Emma gives me verbal consent several times. Still I cannot shed the feeling that I've grown whiskers, monitoring her every move and every sound. They're both overly sensitive as not sensitive enough. I'm hovering over her on the bed, exactly where I've ached to be for a while now. Her hands are in my hair, pulling it. One leg is wrapped around my hips, ensuring that I don't move too far away. One hand drops, tugging on my shirt in a demand. I comply. Kisses to her neck, her scent in my nose and panic in my brain. Is she really okay with this? Is this just because she's had alcohol, is she going to regret this in the morning? Nails over my chest make me moan, but that's all my body has to offer. Not a twitch when she reaches to pull off her own top. Has she noticed yet? My overthinking goes into over-overdrive.
What if she only thinks she's ready? What if come morning, she's going to regret it? Will she figure it out halfway through and give me that look of fear and pain, however brief, like she gave me when we just got home from the hospital? Her hand finds its way between my legs, and the moment it palms me through my jeans, I yank myself free from her.
Nothing. She must have noticed to, because there's a crease of not understanding between her brows. Is there also relief? Am I just telling myself there is? I look down on her with dread, never quite meeting her eyes. I don't dare to, afraid of what I'll find.
"Fuck." I whisper to myself, squeezing my eyes shut. It does nothing to shut up my thoughts. I try pressing the palms of my hands into my eyes, begging for my mind to stop spinning. "Fuck."
"Luce..." She starts, but it's also where she ends. I move away from her, sitting on the edge of the bed. With my elbows on my knees, I hang my head in my hands, still desperately trying to shut myself off. Behind me, I feel Emma shift. Then there's her arms snaking around my chest from behind, her chin resting on my shoulder. "Come on, babe... It happens sometimes. Come back to me, we'll keep try-"
"Don't." I cut in, abrubtly standing up. It leaves her alone on the bed, looking defeated. I bet she's blaming herself. I curse myself. I shouldn't have. Why did I have to moan? Why couldn't I keep my hands to myself? I push my hands through my hair, pacing the small area besides the bed as if that's going to allow me to get a grip.
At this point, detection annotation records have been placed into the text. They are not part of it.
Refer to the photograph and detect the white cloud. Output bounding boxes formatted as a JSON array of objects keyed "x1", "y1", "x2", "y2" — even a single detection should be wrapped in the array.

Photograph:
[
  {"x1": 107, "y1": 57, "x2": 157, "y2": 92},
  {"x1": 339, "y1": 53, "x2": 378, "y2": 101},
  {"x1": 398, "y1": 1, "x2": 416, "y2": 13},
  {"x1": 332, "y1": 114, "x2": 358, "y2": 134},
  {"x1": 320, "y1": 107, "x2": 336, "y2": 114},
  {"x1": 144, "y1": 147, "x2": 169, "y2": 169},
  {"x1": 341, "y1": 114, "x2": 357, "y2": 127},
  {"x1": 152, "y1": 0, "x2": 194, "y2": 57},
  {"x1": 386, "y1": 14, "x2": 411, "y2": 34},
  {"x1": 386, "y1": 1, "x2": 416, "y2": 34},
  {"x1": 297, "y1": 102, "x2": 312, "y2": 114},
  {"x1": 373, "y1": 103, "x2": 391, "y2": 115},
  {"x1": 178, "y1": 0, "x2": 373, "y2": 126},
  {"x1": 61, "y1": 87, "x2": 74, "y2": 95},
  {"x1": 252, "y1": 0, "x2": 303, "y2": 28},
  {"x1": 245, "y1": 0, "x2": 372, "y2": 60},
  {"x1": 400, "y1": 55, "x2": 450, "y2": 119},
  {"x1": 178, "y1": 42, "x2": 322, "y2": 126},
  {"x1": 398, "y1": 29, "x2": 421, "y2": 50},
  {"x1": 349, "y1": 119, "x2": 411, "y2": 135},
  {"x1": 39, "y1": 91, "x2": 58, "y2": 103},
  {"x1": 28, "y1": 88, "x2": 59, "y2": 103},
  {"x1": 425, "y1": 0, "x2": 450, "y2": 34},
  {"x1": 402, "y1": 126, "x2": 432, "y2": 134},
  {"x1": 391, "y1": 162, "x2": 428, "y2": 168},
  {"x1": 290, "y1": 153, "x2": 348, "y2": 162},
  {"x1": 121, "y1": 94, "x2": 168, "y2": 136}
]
"What's wrong?" Her voice is small, and I know she doesn't mean harm, but it makes me feel worse.
"Eggshells." I say breathlessly. "Fucking eggshells everywhere."
"But I told you I'm okay."
"It doesn't matter, Em." I half-snap, angry not at her but at myself. "No matter how many times you're going to tell me you're okay, I'm never going to believe it. Not if I may be the cause of hurting you, of making you cross lines you don't want to cross yet. I could never forgive myself if I make you look at me like you did in those first few days, and have it actually be my fault."
"Lucien," She reaches for my head, but when her skin touches mine I yank it back like she's shocked me. Her eyes widen with hurt, and most of me is immediately filled with regret. Yet there's also a piece of me, a very selfish piece, that whispers now you know what it's like. I can't seem to shake it.
"Don't." I plead quietly. "I... need a moment." And without awaiting answers, I grab my cigarettes and escape onto the balcony.